Fundtier Lulu hat im Tierheim eine persönliche Hundebetreuerin.
Foto: Volkmar Otto

Berlin-HohenschönhausenDas Berliner Tierheim zieht nach den Weihnachtsfeiertagen eine traurige Bilanz: Auch in diesem Jahr wurden zwischen dem 22. und 27. Dezember wieder viele Fundtiere in der Tiersammelstelle abgegeben. Es waren 13 Katzen, elf Hunde, neun Kaninchen, drei Vögel und drei Exoten – insgesamt 39 Tiere. 

Aus Erfahrung wisse man, dass über Weihnachten vermehrt Haustiere ausgesetzt und in der Stadt gefunden werden, sagte eine Tierheimsprecherin. Es treffe Tiere, die unwillkommene Weihnachtsgeschenke oder hinderlich für eine Reise gewesen seien.

Als Weihnachtsgeschenk gekauft, dann unerwünscht

Der erst sechs Wochen alte Shih-Tzu-Welpe Lulu beispielsweise wurde in Marzahn gefunden. Er ist noch so klein, dass Tierheim-Betreuerin Katrin Mosch es auf einer Handfläche tragen kann. „Lulu ist zum Glück gesund, braucht in ihrem Alter aber eine ganztägige Pflege“, sagt Mosch. Sie nehme den Welpen deshalb nach der Arbeitszeit mit nach Hause – zu ihrem Hund und ihrer Katze.

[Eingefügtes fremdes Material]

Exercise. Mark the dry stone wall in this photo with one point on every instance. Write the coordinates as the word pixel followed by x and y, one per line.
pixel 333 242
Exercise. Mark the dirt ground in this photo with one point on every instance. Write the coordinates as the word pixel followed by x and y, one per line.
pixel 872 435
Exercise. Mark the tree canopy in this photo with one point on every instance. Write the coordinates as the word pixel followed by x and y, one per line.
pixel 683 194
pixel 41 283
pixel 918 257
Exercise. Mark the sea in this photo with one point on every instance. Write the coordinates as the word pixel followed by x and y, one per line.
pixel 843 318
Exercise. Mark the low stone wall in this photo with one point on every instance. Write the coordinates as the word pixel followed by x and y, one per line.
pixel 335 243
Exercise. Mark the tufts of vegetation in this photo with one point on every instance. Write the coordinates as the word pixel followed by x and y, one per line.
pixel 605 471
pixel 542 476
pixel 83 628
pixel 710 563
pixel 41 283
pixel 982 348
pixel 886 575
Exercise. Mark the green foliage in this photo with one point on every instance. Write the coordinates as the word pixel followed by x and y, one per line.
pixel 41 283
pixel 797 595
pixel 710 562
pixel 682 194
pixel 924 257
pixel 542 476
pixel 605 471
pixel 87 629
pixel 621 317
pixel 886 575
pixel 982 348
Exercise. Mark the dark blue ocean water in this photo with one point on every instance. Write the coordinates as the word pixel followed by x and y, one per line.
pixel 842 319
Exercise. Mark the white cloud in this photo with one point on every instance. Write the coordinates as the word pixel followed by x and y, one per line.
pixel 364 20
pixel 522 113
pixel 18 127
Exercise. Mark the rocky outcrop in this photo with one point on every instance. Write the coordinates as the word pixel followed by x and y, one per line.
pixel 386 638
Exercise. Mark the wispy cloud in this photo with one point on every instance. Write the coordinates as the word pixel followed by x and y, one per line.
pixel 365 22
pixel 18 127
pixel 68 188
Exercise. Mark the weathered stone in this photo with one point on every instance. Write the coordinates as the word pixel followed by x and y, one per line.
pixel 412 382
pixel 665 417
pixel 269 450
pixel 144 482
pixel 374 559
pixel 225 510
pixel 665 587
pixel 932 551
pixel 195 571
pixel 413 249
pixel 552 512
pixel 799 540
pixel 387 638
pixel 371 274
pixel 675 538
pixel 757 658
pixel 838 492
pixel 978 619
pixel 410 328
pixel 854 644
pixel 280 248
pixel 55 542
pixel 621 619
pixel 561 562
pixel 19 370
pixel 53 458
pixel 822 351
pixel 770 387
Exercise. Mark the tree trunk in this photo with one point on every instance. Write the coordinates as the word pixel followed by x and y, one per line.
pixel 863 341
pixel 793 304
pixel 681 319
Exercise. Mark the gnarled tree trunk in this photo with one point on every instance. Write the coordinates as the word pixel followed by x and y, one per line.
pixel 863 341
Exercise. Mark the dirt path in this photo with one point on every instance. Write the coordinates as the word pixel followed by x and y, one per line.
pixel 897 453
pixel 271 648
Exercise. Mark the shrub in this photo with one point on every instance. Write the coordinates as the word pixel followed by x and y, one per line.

„Ob Lulu ausgesetzt wurde, lässt sich nur vermuten“, sagt Tierheim-Sprecherin Beate Kaminski. Es komme vor, dass ein Hundewelpe zunächst als Weihnachtsgeschenk gekauft wird, sich dann aber noch vor der Bescherung herausstellt, dass der Empfänger kein Haustier will. Lulu wurde zwei Tage vor Heiligabend gefunden.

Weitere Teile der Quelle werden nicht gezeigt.